Of course, the nostalgists by far outnumber all the categories described above. These are people who long for the past to an extent that they relive it every day. Sometimes they miss the ostensible stability that life under Communism entailed. They miss their steady jobs, they will start proving how many pieces of bread and how many buckets of yoghurt they could buy with their 1970s salaries, they miss the student working holidays in the Soviet Union, they miss the pretty Russian girls at what used to be the Georgi Dimitrov International Youth Centre at Primorsko. The food and toilet paper shortages are rarely mentioned. Neither are the inability to travel abroad, to settle in Sofia if you were not born here, the compulsory army service and the omnipenetrating secret police.
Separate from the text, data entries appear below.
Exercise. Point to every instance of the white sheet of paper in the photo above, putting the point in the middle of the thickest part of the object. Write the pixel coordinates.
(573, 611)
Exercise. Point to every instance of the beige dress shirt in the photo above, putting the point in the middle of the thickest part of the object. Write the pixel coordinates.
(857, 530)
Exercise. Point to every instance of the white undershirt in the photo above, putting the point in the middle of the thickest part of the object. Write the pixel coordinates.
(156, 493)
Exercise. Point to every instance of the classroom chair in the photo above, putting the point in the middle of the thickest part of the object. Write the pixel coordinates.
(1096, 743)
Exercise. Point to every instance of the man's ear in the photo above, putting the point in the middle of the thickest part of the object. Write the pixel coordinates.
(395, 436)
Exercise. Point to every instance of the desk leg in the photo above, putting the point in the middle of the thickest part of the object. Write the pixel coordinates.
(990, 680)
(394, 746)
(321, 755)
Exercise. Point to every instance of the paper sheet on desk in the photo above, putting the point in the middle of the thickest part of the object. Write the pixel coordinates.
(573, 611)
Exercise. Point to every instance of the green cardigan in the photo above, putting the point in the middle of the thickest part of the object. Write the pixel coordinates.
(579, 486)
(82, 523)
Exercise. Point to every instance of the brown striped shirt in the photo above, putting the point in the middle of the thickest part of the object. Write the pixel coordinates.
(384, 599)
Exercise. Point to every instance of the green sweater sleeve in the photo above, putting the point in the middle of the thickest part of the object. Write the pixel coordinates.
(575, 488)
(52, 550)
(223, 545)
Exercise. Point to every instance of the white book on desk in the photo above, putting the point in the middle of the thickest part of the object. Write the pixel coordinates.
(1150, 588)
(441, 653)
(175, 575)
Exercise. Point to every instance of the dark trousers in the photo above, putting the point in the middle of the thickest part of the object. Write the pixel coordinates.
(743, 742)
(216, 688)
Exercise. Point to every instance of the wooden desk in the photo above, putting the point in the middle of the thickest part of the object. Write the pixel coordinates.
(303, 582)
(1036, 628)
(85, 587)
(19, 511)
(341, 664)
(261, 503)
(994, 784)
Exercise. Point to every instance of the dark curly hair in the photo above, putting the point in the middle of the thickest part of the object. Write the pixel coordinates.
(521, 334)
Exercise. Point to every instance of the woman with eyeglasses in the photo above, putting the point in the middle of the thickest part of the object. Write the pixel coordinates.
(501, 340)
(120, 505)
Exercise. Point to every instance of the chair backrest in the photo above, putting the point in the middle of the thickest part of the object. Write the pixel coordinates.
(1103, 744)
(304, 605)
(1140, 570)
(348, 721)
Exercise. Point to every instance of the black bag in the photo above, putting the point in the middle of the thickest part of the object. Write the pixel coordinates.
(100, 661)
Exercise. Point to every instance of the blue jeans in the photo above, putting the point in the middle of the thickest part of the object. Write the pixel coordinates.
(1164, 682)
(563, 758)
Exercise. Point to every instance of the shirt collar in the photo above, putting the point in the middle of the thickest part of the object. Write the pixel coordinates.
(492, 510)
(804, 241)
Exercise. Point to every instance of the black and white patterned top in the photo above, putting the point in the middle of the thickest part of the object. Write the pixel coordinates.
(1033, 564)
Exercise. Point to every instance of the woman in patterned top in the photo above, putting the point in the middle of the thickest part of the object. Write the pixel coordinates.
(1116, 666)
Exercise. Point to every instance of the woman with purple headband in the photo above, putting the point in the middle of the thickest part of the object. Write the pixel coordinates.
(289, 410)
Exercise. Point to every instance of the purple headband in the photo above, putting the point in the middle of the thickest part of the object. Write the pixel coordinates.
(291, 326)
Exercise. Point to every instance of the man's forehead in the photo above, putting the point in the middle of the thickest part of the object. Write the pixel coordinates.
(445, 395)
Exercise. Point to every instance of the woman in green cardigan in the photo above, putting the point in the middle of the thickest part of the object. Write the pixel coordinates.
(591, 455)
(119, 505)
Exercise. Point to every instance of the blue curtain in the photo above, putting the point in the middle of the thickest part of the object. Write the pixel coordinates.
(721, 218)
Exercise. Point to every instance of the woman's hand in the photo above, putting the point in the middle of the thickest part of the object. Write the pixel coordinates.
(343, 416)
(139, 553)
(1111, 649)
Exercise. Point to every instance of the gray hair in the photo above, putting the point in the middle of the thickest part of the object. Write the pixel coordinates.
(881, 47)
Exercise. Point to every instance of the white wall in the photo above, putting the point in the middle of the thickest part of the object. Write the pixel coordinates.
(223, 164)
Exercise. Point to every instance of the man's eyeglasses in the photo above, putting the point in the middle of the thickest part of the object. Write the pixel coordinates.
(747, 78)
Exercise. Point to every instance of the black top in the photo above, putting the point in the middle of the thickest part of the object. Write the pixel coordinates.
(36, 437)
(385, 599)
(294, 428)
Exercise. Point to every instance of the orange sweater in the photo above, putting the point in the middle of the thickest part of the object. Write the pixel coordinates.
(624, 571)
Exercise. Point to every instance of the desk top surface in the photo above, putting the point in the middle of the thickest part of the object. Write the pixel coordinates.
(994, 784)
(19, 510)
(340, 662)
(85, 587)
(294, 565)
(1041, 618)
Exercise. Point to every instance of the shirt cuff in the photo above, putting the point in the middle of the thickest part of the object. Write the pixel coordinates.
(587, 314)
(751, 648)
Syria as well as Libya, Algeria and so on, were friends in those days. The Soviet Union supported the Asads (Russia continues in this line now), and one of the few places in the world where Bulgarians could legally work and get paid in hard currency was in fact Syria. The former Bulgarian doctors and engineers in Syria probably do have good memories of their young days there.
Bulgaria (and the rest of the Balkans) is well-known for their penchant for conspiracy theories. But the sheer scope of the pro-Russian and anti-Western sentiments in the summer of 2015 suggests that this is not yet another set of conspiracy theories. It is pure stupidity manifested by people who so uncritically fall in for Putin's propaganda. Obviously, the ongoing hybrid war should be taken very seriously in a place like Bulgaria.